Aber Ironie beiseite.
Österreichs Betreiber von Hotels, Restaurants, Museen und Co.
stehen tatsächlich vor Problemen: Die Deutschen Treue-Touristen
lassen aus. Jahrzehntelang war auf die guten und vor allem alten
Freunde, rein freundschaftlich "Piefkes" tituliert,
Verlass: Sie trotzten Regen und Staus. Sie erholten sich trotz
steigender Preise und gleich bleibenden Angebots. Sie kehrten wieder.
Doch dann wurde alles anders.
Der Tourismus erlebte
das Phänomen Globalisierung als erster Industriezweig: Dank
sinkender Transportkosten und Lohnnebenkosten vor Ort waren Ferien in
der Dominikanischen Republik plötzlich viel günstiger als
solche am Wörther See. Und damit dies auch wirklich jeder
(Sommer-)Urlauber kapierte, wurde das Prinzip Vollpension vollendet:
Die pauschale Zahlung für alle Leistungen - "all inclusive"

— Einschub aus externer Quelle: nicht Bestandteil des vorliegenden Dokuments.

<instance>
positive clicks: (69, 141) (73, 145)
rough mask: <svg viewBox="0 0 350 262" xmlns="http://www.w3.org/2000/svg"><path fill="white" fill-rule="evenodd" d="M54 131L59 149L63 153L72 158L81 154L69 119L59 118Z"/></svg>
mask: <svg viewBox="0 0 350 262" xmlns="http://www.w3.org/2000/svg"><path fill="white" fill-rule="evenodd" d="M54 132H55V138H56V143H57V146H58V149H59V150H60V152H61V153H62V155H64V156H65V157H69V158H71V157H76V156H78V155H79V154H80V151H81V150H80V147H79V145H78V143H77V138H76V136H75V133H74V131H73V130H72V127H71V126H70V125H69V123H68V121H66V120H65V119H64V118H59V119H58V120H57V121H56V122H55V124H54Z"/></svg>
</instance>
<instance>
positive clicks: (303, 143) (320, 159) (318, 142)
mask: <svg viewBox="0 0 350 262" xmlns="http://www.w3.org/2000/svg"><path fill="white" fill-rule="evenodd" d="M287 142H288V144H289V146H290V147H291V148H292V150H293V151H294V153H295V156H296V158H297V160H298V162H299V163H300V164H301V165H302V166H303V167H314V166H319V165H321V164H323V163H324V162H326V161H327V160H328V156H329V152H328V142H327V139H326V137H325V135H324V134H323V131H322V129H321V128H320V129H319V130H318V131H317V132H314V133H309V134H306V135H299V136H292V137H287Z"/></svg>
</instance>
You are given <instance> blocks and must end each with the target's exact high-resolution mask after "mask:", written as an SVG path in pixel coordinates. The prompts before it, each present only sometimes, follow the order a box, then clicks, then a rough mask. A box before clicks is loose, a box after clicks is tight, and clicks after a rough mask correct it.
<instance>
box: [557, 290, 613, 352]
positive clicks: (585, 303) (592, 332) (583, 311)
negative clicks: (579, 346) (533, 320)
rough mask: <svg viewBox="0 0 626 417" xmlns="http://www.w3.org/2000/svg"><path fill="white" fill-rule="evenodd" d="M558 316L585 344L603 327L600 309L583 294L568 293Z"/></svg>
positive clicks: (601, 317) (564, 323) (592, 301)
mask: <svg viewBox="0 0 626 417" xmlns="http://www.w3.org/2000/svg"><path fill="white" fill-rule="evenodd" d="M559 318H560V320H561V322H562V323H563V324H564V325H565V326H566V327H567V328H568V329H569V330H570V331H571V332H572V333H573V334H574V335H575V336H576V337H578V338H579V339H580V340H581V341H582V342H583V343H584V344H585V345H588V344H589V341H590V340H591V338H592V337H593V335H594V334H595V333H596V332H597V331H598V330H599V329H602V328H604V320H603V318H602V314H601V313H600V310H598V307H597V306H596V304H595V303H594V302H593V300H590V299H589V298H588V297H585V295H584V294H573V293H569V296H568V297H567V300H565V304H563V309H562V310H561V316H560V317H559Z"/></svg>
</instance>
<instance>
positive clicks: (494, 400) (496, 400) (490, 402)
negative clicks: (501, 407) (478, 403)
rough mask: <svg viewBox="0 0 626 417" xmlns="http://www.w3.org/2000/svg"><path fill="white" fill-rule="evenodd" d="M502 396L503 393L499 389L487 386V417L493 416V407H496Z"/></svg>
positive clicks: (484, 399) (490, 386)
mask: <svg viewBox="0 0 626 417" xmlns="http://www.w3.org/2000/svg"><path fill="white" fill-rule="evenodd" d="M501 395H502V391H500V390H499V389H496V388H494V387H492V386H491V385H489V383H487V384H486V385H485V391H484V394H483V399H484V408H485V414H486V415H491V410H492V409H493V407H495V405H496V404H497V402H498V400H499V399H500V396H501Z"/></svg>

- feiert seit mehr als zehn Jahren ihren Siegeszug. Eine ganze
Generation junger Reisender wählte für Österreich ab
sofort einen Umweg. Nun ist junger Rat teuer: Wie die Jungen
ansprechen? Mit Alpen-Parties? Oder doch das Angebot Extremsportarten
auf jeder Alm? Der tägliche Rave beim Wirt? Sex in den Alpen?
Eine gute Mischung würde schon ausreichen. Wichtig wären da
etwa gute Hotel-Angebote in mittlerer Preisklasse, am unteren und
oberen Ende der Skala gibt es zwar eine breite Auswahl, wirklich
preiswerte Übernachtungen, ohne sich an Stockbett-Ferienlager
erinnert zu fühlen, aber kaum. Hilfreich sind auch singuläre
werbewirksame Großveranstaltungen und ein treffsicheres
Nachtleben. Dabei aber Vorsicht: Der Ballermann hat den
Sangria-Strohhalm längst abgegeben. Und vielleicht könnte
man dann auch noch ganz neue Wege für die Tourismus-Werbung
angehen. Das Genuss-Land Österreich wird derzeit vor allem nur
in Österreich propagiert: Dass es hierzulande Speck,
Räucherfisch und vor allem Weißweine gibt, die die
Vorzeigeprodukte südlicher Nachbarn ausstechen, wissen die
meisten Österreicher aber schon ganz gut. Das Unangenehme an der
Situation ist die Unberechenbarkeit der Touristen: Immer häufiger
fällt die Entscheidung knapp vor Urlaubsantritt, je nach Laune
wird Sport-, Stadt-, Party- Wellness- oder Badeurlaub gebucht. Auf
letzteren sollten die heimischen Touristiker am besten gar nicht mehr
zählen:
Die Klage über schlechtes Wetter wird durch
Häufigkeit auch nicht rührender.
Mit dieser
neuen Spontanität hängt eine weitere tiefgreifende
Veränderung der Tourismusbranche zusammen, die in den kommenden
zehn Jahren zu beobachten sein wird: Klassische Reisebüros
werden aussterben. Um eine Pauschalreise "zwei Wochen
Halbpension auf griechischer Insel" zu buchen, benötigt man
weder Beratung noch Büro, nach Durchsicht des gedruckten oder
virtuellen Katalogs reicht ein Mail oder ein Anruf.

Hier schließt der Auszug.